K8ssandra-operator v1.10.0 is available

Originally published at: https://k8ssandra.io/blog/announcements/release/k8ssandra-operator-v1-10-0-is-available/

The K8ssandra team has just released k8ssandra-operator v1.10.0.  

In this blog post, we will highlight some of the changes we brought in since v1.6.0, including some strong backup/restore improvements.

Backup/Restore improvements

One of the biggest changes in v1.9.0 is the upgrade to the recently released Medusa v0.16. This version has a major rewrite of the whole storage backend, which makes it much more efficient and resilient when communicating with the object storage systems.  

You can read more about this in the Medusa release blog post.

We also improved a few things in k8ssandra-operator in recent versions, based on community feedback:

Restore mapping computation by the operator

Before v1.8.0, the restore mapping was computed by Medusa itself, once for each pod.

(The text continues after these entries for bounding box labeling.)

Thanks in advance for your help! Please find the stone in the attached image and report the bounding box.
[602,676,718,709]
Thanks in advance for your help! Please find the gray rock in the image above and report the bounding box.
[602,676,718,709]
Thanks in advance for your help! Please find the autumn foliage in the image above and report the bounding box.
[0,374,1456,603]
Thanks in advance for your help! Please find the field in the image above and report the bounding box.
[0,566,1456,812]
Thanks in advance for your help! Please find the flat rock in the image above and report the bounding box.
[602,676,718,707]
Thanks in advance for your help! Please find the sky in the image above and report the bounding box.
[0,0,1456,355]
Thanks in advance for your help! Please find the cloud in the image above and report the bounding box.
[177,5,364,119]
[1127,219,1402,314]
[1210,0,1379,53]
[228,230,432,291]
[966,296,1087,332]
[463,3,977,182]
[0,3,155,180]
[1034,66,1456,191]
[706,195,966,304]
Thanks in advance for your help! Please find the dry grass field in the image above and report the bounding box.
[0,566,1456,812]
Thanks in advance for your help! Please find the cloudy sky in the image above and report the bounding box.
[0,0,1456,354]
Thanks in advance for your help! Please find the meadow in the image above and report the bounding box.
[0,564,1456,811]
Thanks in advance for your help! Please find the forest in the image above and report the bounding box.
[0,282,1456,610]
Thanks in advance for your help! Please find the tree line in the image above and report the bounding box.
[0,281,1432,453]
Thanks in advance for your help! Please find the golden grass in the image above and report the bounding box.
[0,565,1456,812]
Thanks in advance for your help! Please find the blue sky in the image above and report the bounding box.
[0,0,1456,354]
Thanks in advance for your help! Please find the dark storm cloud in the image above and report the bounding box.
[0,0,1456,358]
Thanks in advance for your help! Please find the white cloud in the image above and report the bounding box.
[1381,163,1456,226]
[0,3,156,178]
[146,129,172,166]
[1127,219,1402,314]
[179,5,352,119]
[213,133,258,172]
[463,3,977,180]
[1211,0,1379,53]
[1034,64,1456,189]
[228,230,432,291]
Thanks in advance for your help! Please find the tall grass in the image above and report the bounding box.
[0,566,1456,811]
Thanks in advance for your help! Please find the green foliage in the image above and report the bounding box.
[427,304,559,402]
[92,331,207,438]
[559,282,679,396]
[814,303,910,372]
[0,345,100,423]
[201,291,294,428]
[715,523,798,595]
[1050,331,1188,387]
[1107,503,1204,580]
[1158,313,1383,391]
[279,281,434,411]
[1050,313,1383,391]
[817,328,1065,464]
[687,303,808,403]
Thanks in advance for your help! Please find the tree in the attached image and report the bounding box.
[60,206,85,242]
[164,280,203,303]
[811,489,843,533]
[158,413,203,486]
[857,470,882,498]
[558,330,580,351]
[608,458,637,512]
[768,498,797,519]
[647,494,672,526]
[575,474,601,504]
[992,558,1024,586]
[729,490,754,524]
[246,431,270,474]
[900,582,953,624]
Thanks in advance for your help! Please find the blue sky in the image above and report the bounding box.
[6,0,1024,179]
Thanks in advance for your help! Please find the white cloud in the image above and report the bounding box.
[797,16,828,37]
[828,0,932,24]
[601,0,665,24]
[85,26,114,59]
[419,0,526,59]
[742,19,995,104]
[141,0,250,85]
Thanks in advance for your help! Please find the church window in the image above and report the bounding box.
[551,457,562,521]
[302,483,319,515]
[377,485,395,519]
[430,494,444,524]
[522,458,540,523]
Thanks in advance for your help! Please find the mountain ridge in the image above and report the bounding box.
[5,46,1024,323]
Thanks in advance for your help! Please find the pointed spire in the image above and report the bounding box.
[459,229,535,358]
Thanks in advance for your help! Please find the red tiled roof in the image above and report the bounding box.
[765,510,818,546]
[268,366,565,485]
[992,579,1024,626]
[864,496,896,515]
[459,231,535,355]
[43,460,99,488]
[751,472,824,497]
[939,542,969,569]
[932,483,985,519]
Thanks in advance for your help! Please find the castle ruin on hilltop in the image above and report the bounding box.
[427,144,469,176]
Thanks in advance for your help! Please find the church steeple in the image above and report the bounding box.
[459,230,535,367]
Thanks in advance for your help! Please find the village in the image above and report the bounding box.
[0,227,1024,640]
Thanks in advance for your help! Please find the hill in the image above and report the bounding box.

This created some issues with hostname resolutions while proving to be both hard to debug and unreliable in some environments.

In order to have a safer mapping generation, we implemented its computation in the operator itself. Preparing for an upcoming feature where a cluster could be created directly from a backup, we created a separate Medusa pod that is used for communications between the operator and Medusa’s storage backend without requiring the cluster to be up. This will also allow to recover from a failed restore by pointing to a different backup without having to fully recreate the cluster.

Status fields and printed columns

MedusaBackup objects materialize Medusa backups as a local object in the Kubernetes cluster. So far they didn’t contain much valuable information on the backup itself, which could’ve been useful to inspect the backup metadata without having to communicate with Medusa directly.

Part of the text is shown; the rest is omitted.